Se inyecta la sustancia, y de ella misma nace otra mujer adulta, joven, “una versión mejor de ella misma”. El otro yo es una pesadilla, hasta que se convierten en monstruos, y los efectos especialmente asquerosos se tragan la película.
Es vomitiva. Para una anécdota tan simple y maniquea, nos dan una moraleja que regaña a la industria de la cosmética por hacer adictos a verse mejor en el espejo. Con una gran dosis de violencia gratuita, la joven golpea a patadas a la anciana que la parió y le saca tanta sangre que la pantalla no puede contener.
La ingenuidad moralígena del guión de esta casa de los sustos, es pasmosa. La industria de la televisión funciona así, no es una novedad, es un pacto voluntario, el objetivo es ofrecer novedades al público y eso no es “bueno o malo” es parte del negocio. La directora con su dedo flamígero lo señala, “utilizan a las mujeres”, es perfecto para que el neofeminismo, que es puritano y menosprecia a las mujeres que se procuran su belleza, se ponga de pie y aplauda. Es momento de castigar el pecado de la vanidad.

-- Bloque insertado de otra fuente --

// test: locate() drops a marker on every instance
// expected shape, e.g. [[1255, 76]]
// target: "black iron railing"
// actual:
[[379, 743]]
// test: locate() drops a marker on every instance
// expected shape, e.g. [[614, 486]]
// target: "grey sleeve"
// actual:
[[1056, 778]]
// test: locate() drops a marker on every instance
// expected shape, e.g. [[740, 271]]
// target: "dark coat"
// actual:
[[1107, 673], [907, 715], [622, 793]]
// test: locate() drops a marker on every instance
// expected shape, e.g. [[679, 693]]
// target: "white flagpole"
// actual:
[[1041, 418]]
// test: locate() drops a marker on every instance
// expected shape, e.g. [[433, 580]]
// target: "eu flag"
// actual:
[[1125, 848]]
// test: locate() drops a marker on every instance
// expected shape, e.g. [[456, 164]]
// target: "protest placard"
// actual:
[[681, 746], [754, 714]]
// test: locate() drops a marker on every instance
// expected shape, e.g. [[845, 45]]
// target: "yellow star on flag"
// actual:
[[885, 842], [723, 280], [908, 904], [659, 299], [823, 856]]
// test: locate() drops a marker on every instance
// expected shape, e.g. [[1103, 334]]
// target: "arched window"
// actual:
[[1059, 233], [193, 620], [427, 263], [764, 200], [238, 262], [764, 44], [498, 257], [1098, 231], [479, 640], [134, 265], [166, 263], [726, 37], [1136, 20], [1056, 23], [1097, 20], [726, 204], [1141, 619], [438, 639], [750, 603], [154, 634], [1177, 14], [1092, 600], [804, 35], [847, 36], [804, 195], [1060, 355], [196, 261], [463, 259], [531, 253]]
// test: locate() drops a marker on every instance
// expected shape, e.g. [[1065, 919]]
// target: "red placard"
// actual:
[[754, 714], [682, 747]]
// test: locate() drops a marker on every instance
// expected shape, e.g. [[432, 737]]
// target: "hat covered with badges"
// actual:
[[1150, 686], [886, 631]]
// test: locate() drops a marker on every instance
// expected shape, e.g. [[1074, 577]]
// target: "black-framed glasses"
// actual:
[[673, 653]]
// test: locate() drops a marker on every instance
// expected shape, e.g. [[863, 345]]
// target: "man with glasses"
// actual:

La efebocracia no es un invento contemporáneo, es una creación de la antigua Grecia. Los hombres tenían su punto culminante de belleza en la adolescencia. Entonces eran buscados como amantes, modelos de artistas y sabían que en su vida adulta perderían las delicias de sus privilegios. El deporte de competencia es más determinante: más joven, más alto, más rápido. La danza es lo mismo, es decir, el cuerpo como herramienta de trabajo no tiene disyuntiva, debe estar en su mejor momento.
Es muy fácil atacar la belleza, la vanidad, para al final castigar a las mujeres. No basta que la hayan corrido del trabajo, además por culpa de la sustancia envejece horrenda, su otro yo la golpea y humilla, las dos se convierten en monstruos asquerosos. La vanidad femenina y el skin care merecen el infierno.